Joe Biden y su equipo han advertido que los regímenes autoritarios tendrán que revisar algunas de sus políticas y, en particular, su sistemática violación de los derechos humanos y su persecución de opositores y activistas, lo que sin duda representa una mala noticia para algunos dirigentes de la región. De hecho, el presidente egipcio se ha apresurado a liberar en las últimas semanas a varios detenidos para intentar amortiguar las eventuales presiones de la Casa Blanca, aunque todavía quedan en las cárceles egipcias más de 60.000 presos políticos (la mayor parte de ellos integrantes de los ilegalizados Hermanos Musulmanes). No obstante, está por ver hasta dónde llega la administración Biden al respecto, dado que una presión significativa podría alejar a Egipto de EEUU y acercarle a Rusia, que en los últimos años ha intensificado la venta de armamento al país árabe y que, además, está construyendo una planta nuclear cerca de Dabaa. En este sentido, la política exterior rusa, desideologizada y pragmática, podría representar una ventaja comparativa con respecto a EEUU.

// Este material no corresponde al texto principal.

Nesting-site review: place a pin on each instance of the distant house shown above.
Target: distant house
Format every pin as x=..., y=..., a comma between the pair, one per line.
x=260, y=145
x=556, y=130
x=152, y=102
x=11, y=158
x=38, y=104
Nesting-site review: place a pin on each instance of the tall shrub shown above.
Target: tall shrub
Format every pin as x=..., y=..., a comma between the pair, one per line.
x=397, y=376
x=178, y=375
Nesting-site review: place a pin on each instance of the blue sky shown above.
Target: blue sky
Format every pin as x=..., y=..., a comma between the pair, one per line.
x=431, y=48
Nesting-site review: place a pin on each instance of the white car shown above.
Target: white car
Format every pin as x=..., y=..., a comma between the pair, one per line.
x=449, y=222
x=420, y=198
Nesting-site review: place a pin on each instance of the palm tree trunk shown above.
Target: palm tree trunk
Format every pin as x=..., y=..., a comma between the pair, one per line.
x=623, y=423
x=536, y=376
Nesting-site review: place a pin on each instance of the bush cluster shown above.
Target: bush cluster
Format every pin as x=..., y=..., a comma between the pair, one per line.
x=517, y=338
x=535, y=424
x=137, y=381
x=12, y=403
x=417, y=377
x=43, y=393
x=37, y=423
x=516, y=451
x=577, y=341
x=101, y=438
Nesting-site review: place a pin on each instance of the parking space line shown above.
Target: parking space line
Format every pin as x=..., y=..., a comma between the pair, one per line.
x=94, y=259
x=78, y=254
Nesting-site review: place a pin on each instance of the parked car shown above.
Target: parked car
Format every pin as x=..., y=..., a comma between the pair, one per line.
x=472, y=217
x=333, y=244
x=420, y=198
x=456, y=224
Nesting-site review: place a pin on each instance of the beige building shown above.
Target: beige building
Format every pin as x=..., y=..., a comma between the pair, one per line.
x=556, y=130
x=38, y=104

Por último, pero no menos importante, la Administración de Biden acelerará, si las circunstancias lo permiten, la salida de tropas norteamericanas de Oriente Medio en un proceso que ya había iniciado Trump. El candidato republicano ya anunció, en plena precampaña, su intención de reducir el contingente de tropas en dicha zona a tan sólo 5.000 efectivos: la mitad en Irak y el resto en Afganistán. También Biden considera que la derrota del autodenominado Estado Islámico hace superfluo el amplio despliegue militar estadounidense en la región, ya que “agota nuestra capacidad para liderar otros temas que requieren nuestra atención y nos impide reconstruir los otros instrumentos del poder estadounidense.